Jump to 55 hours in, I had maxed out each of the locations to 7 (for whatever that means), although I had yet to actually attempt the mansion because I felt/wanted to kill off all of the bosses before heading in.  At this point in the game, I still had three bosses left, the Siren, the Witch, and the Prophet, and constantly attempting random dungeons in the hopes of picking up more money and gear before mansion delving started to get a little stale.  When I read the descriptions of each of the remaining DLC, I had hopes that ended up being significantly different than what they turned out to be.  For The Color of Madness, it ". . .opens the Farmstead region which has become the site of a fallen comet," and The Crimson Court has ". . .the addition of a new storyline and dungeon, new hero class, new monsters, new bosses. . ."

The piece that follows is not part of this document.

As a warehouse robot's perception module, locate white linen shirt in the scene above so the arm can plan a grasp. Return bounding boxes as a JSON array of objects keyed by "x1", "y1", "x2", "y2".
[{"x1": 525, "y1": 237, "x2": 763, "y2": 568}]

These little mosquitoes are quick and like to attack from the back, making
them harder to reach.
What I thought I was getting myself into was new areas to send the various mercenaries I had grown attached to (even those who had died in the service of the Descendent), and for the most part, The Color of Madness was what I was hoping for but ended up being more of a enemy rush mode that had you beat as many enemies as you could.  The Crimson Court was the estranged expansion.  Here, the dungeon was only accessible at certain times, but the enemies from that area would occasionally crop up in other dungeons.  

Curses!!
The problem with this, is that The Crimson Court also introduces a new mechanic, "The Crimson Curse" that affects characters until they are cured as well as the potential for spreading the curse to other characters.  And these enemies that help spread the curse are, or at least seem more powerful than the standard enemies that one who has played the game for 55 hours has grown to love and hate.  Oh, and there are some miniboss-type creatures from The Color of Madness DLC that also begin to populate the standard dungeons, and like the name of the DLC implies, they do a lot of stress based attacks.

So now that I am 60 hours and 105 in-game weeks in, feeling like I had given both DLCs a fair shake (and have only been able to access The Crimson Court area twice), I feel like my game is now tainted in a way that I was not expecting or wanting.  Had I finished the main campaign, I would definitely be more interested in attempting The Crimson Court, but when I am making a run to kill one of the three remaining bosses, and I am assailed by monsters that curse my party and/or draw them further into madness, it makes dungeon delving expensive on the gold carrying pouches as well as the sanity of the characters; and me too.

I would be surprised if I never revisited Darkest Dungeon as I love Wayne June, the actor who voices your ancestor and frequent commentator during the game, I love the story, I love the various mechanics involving health and sanity.  But I definitely feel that I have bitten off more than I could chew with adding two DLCs before I was ready.  I will return to the Darkest Dungeon, but I might need a few months respite at the tavern, refusing to leave for yet another week.  And I am definitely note deleting my current save file.

I will return to my ancestral home, opulent and imperial.  Even if it is a festering abomination.